As butterflies die off, bees
also in danger become more
necessary, must be lured.

As all crops come earlier
and sometimes now all
at once, we’re swamped.

We dream of fire, wake
to drought. We’ve become
a plague upon the earth.


The land and air are changed
             By Marge Piercy

Anyone who grows their food
obsesses about weather. Every
morning I consult two sources,
often contradictory. For many

years we had a gentle shift
of seasons, spring, summer,
fall, winter came at calendar
times. We always had storms

some overland, many the ocean
shoved in. Now it can be warm
in February, cold in July, hotter
than it’s ever been and drier.

We have more insects but less
bees. We have new mosquitoes
aggressive as tigers, bigger,
faster and holding more diseases.

We have weeds we’d never seen.
Watching a butterfly is a rarity.
Walk in the woods down old trails?
Come back with twenty ticks.

It’s all changing.
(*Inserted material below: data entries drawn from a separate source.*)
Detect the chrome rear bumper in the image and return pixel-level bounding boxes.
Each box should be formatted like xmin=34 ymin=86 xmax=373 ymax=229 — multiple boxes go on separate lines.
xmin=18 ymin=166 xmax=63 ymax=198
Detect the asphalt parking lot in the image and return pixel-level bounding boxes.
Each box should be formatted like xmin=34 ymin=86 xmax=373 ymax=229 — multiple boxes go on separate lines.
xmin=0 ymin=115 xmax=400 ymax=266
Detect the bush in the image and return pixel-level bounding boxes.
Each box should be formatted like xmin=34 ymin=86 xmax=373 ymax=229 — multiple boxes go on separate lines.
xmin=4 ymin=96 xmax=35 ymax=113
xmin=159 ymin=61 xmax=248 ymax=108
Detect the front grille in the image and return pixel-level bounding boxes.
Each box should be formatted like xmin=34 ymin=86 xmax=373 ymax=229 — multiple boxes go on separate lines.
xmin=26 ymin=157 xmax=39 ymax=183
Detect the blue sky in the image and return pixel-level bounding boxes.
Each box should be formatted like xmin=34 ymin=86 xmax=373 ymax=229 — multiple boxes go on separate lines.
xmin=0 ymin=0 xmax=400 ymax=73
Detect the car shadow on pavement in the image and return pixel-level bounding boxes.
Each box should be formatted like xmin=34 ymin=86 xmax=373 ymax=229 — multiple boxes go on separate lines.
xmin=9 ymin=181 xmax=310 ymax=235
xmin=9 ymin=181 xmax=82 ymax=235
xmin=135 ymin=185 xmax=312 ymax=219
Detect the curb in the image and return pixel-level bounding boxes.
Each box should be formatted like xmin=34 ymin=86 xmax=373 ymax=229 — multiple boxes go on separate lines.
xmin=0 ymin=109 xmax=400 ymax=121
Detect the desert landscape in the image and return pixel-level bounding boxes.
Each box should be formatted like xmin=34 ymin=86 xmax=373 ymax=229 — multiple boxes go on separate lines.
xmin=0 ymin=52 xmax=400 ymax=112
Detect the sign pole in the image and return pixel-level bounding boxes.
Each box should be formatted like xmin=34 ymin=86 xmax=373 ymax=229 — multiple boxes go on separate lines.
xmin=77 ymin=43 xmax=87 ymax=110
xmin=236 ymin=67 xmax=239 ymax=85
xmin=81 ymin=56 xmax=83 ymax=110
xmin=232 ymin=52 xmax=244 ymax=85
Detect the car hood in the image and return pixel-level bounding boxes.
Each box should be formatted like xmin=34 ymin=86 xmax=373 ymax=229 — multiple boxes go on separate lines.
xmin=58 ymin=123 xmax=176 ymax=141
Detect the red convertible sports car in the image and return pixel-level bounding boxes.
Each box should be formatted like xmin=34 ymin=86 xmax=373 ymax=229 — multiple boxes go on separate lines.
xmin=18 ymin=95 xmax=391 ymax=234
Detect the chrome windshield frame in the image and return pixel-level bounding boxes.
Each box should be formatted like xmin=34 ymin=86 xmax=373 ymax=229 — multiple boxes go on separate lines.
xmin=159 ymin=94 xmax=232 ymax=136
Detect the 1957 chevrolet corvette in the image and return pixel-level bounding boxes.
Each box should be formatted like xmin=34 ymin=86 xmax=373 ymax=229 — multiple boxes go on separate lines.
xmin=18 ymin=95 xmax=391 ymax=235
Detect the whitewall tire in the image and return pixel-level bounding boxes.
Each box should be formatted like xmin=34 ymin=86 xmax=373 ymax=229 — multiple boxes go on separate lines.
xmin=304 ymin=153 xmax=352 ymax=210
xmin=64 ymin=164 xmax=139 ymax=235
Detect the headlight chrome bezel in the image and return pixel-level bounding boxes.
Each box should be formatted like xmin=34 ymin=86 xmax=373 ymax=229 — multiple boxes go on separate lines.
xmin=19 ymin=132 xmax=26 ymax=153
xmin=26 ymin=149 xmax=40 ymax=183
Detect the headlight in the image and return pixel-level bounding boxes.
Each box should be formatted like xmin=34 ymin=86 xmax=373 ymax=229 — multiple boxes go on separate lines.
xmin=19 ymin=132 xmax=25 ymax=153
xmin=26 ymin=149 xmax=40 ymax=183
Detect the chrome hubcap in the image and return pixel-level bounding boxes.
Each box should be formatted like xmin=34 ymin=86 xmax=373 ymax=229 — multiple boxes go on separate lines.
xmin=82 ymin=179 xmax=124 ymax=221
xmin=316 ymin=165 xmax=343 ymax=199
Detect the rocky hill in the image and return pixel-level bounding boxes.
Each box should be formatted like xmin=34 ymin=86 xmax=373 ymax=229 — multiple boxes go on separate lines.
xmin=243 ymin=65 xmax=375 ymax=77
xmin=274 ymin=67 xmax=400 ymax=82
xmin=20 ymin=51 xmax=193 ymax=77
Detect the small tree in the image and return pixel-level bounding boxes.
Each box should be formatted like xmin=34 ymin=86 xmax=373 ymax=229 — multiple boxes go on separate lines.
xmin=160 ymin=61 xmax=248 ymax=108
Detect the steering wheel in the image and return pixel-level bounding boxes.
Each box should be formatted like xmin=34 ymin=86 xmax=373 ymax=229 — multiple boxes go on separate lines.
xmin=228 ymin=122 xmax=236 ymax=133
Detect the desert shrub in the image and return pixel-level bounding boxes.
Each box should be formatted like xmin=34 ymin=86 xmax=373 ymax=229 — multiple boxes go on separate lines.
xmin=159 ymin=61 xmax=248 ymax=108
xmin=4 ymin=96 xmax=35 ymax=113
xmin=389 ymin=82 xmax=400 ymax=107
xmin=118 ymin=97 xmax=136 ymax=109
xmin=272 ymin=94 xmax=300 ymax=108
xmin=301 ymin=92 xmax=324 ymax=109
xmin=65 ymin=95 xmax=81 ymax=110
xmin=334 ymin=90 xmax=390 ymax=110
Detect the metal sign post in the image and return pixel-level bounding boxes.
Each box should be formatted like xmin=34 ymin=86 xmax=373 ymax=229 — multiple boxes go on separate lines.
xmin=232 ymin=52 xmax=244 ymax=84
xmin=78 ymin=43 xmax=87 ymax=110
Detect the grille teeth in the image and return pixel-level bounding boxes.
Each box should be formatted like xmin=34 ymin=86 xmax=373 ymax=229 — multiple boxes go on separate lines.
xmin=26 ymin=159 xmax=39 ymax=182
Great white sharks
may celebrate though sometimes
it’s too hot for them. The West burns.
Does anyone in power care?


This beautiful morning
             By Marge Piercy

After eight weeks of drought,
bushes, trees, plants dying
grass gone down to bare dirt
polluted air heavy and thick

this morning of no expectation
only 10% likelihood weather
forecasters said, it began slow
soft and a kitten’s paw

on, off, on, off, then finally
an hour of true rain, puddles
even. The air is sweet again
light and clean in the lungs.

Everything breathes, sits up
expands a bit. I swear beans,
peppers lengthen. Joy rings me
like a pure copper bell. Ole`!


- Marge Piercy has published 20 poetry collections, most recently On The Way Out, Turn Off the Light (Knopf, September 30, 2020); 17 novels including Sex Wars. PM Press reissued, Vida, Dance the Eagle to Sleep; they brought out short stories The Cost of Lunch, Etc. and My Body, My Life [essays, poems]. She has read at over 500 venues here and abroad.